1 Introduction
one-more-re-nightmare is a new regular expression compiler implemented in Common Lisp.
The aim is to generate code that will perform as well, if not better, than hand-written searching code. We believe we have achieved this aim; as finite state machine generation removes redundant tests that would not typically be removed by a human programmer, compilation is performed for specific array types, and the compiler can also make use of SIMD intrinsics for simple loops. We also intend to produce excellent analysis, to help with writing regular expressions that do the "right thing".
1.1 Prior work
The derivative approach was introduced by the late Janusz Brzozowski in (Brzozowski 1964).
The name of the library is due to the song One More Red Nightmare by the band King Crimson in 1974.
Ronald Johnston wrote on the APL\3000 compiler in (Johnston 1979), which produced specialised code for different array layouts on demand.

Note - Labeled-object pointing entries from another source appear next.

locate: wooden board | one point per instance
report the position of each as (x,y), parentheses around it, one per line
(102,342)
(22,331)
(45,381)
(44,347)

Scott Owens, John Reppy and Aaron Turon showed how to produce finite state machines that are very close to minimal in size in (Owens et al. 2009), using the derivative approach. This minimality was achieved by using additional rewrite rules, allowing the machine generation process to reuse more states, instead of producing more redundant states.
Jim Newton compiled finite state machines to Common Lisp code in (Newton et al. 2016), to implement regular type expressions.
We were first introduced to using the Common Lisp compiler as a backend for a just-in-time compiler by the Petalisp language by Marco Heisig (Heisig 2018).
Gilbert Baumann described how to implement submatching using derivatives in a currently unpublished paper.